If you are considering divorce, or are currently involved in a divorce, you probably have many questions about your future. In addition to sorting through all the details of the divorce, such as dividing assets, custody and support, you may be concerned about the legal process. Many people worry about the expense – both in time and money – caused by divorce, worry about maintaining their family’s privacy and dignity, and want to avoid involving their children in a dramatic courtroom scene.

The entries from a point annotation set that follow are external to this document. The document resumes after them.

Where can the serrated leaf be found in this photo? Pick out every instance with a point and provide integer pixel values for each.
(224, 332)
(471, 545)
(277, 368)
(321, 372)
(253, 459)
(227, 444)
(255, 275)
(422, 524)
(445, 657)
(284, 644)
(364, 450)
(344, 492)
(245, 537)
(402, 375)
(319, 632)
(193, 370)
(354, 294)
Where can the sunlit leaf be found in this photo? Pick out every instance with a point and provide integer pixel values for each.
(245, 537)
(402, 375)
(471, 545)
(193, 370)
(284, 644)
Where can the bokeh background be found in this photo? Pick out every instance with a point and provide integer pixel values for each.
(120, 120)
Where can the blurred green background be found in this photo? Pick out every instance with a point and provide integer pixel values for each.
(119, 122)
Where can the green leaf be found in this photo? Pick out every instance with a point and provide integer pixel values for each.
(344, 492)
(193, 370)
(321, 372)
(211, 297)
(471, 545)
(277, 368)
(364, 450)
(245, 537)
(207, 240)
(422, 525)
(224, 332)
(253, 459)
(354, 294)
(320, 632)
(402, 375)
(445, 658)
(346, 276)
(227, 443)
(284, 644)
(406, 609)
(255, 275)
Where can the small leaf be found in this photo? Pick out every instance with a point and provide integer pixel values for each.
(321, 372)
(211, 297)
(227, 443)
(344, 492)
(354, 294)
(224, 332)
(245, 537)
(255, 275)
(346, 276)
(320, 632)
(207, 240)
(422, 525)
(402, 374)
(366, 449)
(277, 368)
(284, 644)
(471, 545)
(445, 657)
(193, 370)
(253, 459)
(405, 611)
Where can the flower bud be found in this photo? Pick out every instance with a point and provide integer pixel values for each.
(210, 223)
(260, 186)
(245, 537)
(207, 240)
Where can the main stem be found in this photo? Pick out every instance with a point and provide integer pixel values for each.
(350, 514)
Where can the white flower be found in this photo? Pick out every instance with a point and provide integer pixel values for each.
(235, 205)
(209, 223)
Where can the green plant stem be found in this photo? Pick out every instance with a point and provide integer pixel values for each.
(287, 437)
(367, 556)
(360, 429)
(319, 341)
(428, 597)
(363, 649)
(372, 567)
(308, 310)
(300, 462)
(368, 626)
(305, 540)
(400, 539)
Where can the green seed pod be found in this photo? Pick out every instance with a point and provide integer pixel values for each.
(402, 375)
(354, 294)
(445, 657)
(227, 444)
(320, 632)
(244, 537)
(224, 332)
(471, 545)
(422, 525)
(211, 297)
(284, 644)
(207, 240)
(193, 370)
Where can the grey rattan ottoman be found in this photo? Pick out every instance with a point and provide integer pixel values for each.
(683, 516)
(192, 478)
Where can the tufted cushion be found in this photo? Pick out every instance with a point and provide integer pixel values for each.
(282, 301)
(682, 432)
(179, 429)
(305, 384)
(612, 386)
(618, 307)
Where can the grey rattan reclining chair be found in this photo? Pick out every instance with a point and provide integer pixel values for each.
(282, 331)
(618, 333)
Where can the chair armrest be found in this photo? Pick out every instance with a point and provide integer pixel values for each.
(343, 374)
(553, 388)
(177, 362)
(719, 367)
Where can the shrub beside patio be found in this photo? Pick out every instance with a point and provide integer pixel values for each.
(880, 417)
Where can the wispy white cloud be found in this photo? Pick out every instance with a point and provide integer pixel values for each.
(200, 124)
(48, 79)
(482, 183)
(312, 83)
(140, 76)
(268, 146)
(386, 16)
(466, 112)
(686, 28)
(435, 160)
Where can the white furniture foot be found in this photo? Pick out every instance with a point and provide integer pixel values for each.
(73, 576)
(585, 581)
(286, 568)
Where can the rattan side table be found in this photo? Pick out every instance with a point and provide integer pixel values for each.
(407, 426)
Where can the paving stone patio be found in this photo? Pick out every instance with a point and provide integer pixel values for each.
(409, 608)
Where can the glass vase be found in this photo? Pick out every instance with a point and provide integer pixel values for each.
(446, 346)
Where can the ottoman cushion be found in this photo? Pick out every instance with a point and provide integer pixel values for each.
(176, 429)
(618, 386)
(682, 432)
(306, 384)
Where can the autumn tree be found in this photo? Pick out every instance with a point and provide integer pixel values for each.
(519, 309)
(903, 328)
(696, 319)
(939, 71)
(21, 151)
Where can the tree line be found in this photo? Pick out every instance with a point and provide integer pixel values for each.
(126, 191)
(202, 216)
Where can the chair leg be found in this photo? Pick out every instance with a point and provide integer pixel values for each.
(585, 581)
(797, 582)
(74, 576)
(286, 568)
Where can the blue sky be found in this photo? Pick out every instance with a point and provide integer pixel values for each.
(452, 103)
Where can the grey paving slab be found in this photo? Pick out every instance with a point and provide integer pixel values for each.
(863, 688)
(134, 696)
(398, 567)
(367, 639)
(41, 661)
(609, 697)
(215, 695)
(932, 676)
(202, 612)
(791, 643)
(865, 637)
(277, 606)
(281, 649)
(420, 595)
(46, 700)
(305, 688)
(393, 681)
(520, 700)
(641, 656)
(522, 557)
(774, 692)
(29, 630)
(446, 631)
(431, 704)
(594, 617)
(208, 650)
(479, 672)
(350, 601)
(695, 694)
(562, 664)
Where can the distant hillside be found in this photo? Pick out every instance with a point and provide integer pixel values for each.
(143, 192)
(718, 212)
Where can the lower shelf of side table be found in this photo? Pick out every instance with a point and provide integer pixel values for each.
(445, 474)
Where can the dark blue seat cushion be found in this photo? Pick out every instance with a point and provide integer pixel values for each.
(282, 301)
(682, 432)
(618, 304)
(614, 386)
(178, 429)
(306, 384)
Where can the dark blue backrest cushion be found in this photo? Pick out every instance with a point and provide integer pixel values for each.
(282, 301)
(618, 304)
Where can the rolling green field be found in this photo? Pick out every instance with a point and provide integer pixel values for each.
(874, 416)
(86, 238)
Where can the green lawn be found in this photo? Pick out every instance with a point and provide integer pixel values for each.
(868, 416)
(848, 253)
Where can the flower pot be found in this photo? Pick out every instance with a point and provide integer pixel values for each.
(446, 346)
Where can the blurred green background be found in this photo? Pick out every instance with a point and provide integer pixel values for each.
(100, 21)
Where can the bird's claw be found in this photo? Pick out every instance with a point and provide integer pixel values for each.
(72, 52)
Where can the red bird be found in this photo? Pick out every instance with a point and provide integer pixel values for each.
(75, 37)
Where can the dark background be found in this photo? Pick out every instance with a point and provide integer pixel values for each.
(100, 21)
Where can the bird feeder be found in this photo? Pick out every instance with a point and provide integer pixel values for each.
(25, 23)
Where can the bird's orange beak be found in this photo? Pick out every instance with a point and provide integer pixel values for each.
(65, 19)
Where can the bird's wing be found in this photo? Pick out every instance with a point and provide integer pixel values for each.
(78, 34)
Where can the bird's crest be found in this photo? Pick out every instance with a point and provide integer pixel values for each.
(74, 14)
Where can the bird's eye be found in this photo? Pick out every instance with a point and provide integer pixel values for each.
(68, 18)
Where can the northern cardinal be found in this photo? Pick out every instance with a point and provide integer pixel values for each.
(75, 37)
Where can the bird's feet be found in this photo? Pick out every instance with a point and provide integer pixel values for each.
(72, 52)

Mediation may be the answer you are looking for. Including mediation as part of your divorce plan can help diffuse stress levels, save time and cost, and in many cases, make life after the divorce easier as well.

What is mediation?

Mediation is a type of Alternative Dispute Resolution (ADR), which assigns a mediator as a neutral third party as you and your spouse discuss and negotiate the various issues of your divorce, including:

  • Property division
  • Parenting plans
  • Spousal support/alimony
  • Child support

Although the mediator may offer guidance with these issues, and may offer suggestions, they do not make any actual decisions – you do. Instead, the mediator acts as more of a guide, helping keep the conversation focused on the important issues, such as the welfare of the children.

The benefits of mediation

Mediation offers many benefits, some tangible others intangible. However, some of the greatest benefits are as follows:

  • Avoiding the obstacles and expenses of court – Litigating is almost always more expensive than mediation. And, with full dockets and lengthy stays, getting your divorce through the court system can be a lengthy process.
  • Staying in control – When you go to court, the judge has the final say. He or she will have little knowledge of you or your family. Mediation keeps the decision-making power in your hands.
  • Having flexibility– Mediation lets you create plans that work for you. This is especially helpful if you have a unique family situation, such as a child with special needs.
  • Reducing animosity – Divorce does not bring out the best in people. When pitted against each other in court, it is easy for heated disputes to arise. If you share children, your coparenting relationship will not end when your divorce is finalized. Mediation can help reduce animosity by avoiding courtroom battles, and help preserve your ability to effectively coparent in the future.

Mediation doesn’t always solve every issue. Sometimes a day in court is still inevitable in divorce, but the more issues you resolve through mediation, the easier the court process will be.